We use regex patterns to select SAE Lens SAEs. For more examples of regex patterns, refer to `sae_regex_selection.ipynb`.
Every eval folder contains an `eval_config.py`, which contains all relevant hyperparamters for that evaluation. The values are currently set to the default recommended values.
## Custom SAE Usage
Our goal is to have first class support for custom SAEs as the field is rapidly evolving. Our evaluations can run on any SAE object with `encode()`, `decode()`, and a few config values. We recommend referring to `sae_bench_demo.ipynb`. In this notebook, we load a custom SAE and an SAE Bench baseline SAE, run them on two evals, and graph the results. There is additional information about custom SAE usage in `sae_bench/custom_saes/README.md`.
If your SAEs are trained with the [dictionary_learning repo](https://github.com/saprmarks/dictionary_learning), you can evaluate your SAEs by passing in the name of the HuggingFace repo containing your SAEs. Refer to `sae_bench/custom_saes/run_all_evals_dictionary_learning_saes.py`.
For other SAE types, refer to `sae_bench/custom_saes/run_all_evals_custom_saes.py`.
We currently have a suite of SAE Bench SAEs on layer 8 of Pythia-160M and layer 12 of Gemma-2-2B, each trained on 500M tokens with some having checkpoints at various points. These SAEs can serve as baselines for any new custom SAEs. We also have baseline eval results, saved [here](https://huggingface.co/datasets/adamkarvonen/sae_bench_results_0125). For more information, refer to `sae_bench/custom_saes/README.md`.
## Training Your Own SAEs
You can deterministically replicate the training of our SAEs using scripts provided [here](https://github.com/adamkarvonen/dictionary_learning_demo), or implement your own SAE, or make a change to one of our SAE implementations. Once you train your new version, you can benchmark against our existing SAEs for a true apples to apples comparison.
## Graphing Results
If evaluating your own SAEs, we recommend using the graphing cells in `sae_bench_demo.ipynb`. To replicate all SAE Bench plots, refer to `graphing.ipynb`. In this notebook, we download all SAE Bench data and create a variety of plots.
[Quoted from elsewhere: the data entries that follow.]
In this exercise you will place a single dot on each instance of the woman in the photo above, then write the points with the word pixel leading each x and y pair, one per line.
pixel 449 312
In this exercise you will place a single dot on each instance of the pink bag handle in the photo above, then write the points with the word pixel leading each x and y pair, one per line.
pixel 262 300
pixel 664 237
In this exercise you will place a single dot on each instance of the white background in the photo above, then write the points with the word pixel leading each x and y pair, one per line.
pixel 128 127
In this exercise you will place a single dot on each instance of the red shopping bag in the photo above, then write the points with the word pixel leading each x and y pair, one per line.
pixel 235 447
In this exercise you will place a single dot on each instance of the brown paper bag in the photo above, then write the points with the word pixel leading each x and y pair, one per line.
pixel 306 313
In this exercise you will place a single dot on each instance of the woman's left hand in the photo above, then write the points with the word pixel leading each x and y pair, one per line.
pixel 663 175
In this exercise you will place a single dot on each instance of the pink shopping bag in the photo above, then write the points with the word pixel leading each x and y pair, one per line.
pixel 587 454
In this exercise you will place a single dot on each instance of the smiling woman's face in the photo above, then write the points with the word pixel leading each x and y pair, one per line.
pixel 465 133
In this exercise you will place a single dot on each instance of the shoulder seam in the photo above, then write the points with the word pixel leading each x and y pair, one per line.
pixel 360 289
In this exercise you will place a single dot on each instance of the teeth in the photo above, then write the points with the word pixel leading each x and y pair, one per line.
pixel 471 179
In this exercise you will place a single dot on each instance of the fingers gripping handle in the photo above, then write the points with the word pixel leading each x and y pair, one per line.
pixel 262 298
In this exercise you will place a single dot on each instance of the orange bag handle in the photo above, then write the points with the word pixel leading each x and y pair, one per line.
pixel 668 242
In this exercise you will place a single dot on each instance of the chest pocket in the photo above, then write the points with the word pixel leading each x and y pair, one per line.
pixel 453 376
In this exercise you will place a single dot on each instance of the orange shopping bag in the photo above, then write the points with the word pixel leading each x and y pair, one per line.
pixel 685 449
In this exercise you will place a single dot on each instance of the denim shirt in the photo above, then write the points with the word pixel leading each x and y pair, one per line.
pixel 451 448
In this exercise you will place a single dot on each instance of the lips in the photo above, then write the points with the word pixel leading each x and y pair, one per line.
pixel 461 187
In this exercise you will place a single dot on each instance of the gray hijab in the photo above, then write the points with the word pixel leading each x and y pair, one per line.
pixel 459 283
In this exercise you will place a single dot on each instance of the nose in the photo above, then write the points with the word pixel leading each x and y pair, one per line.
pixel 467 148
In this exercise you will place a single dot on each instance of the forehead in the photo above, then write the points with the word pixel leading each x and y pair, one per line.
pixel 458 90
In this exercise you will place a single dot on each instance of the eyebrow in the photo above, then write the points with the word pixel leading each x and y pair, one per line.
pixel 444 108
## Computational Requirements
The computational requirements for running SAEBench evaluations were measured on an NVIDIA RTX 3090 GPU using 16K width SAEs trained on the Gemma-2-2B model. The table below breaks down the timing for each evaluation type into two components: an initial setup phase and the per-SAE evaluation time.
- **Setup Phase**: Includes operations like precomputing model activations, training probes, or other one-time preprocessing steps which can be reused across multiple SAE evaluations.
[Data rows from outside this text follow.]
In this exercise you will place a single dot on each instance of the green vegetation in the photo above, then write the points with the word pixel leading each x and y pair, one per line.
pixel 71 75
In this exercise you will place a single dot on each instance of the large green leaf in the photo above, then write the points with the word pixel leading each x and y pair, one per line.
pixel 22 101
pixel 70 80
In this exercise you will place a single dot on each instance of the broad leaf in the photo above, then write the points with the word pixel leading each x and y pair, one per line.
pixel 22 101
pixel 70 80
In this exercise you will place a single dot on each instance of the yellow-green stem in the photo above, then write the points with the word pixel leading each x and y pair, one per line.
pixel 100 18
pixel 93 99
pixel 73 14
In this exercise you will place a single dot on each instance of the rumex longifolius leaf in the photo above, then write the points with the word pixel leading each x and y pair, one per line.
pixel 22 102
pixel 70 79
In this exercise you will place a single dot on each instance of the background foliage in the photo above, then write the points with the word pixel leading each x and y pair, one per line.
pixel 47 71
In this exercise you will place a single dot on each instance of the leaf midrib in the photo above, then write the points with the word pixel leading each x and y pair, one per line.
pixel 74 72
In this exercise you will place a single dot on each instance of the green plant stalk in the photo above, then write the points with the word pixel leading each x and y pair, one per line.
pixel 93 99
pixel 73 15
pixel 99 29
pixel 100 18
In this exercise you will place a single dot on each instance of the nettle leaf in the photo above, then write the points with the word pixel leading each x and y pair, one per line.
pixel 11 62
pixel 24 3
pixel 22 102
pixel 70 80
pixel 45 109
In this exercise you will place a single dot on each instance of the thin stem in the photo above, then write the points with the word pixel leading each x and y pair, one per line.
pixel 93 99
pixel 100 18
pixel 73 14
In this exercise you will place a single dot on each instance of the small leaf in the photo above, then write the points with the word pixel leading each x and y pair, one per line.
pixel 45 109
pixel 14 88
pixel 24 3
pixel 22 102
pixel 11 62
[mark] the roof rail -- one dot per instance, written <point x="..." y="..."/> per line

- **Per-SAE Evaluation Time**: The time required to evaluate a single SAE once the setup is complete.
The total evaluation time for a single SAE across all benchmarks is approximately **65 minutes**, with an additional **107 minutes** of setup time. Note that actual runtimes may vary significantly based on factors such as SAE dictionary size, base model, and GPU selection.
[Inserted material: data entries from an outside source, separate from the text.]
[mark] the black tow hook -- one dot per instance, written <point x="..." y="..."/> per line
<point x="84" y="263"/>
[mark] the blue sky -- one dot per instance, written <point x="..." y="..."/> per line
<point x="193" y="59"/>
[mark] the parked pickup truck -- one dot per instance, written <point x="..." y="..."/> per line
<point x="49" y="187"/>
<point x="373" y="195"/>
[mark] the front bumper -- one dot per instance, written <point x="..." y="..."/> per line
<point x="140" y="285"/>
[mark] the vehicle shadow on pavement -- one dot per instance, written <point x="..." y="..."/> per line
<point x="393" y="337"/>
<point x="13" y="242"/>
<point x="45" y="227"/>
| Evaluation Type | Avg Time per SAE (min) | Setup Time (min) |
| --------------- | ---------------------- | ---------------- |
| Absorption | 26 | 33 |
| Core | 9 | 0 |
| SCR | 6 | 22 |
| TPP | 2 | 5 |
| Sparse Probing | 3 | 15 |
| Auto-Interp | 9 | 0 |
| Unlearning | 10 | 33 |
| **Total** | **65** | **107** |
## Development
This project uses [Poetry](https://python-poetry.org/) for dependency management and packaging.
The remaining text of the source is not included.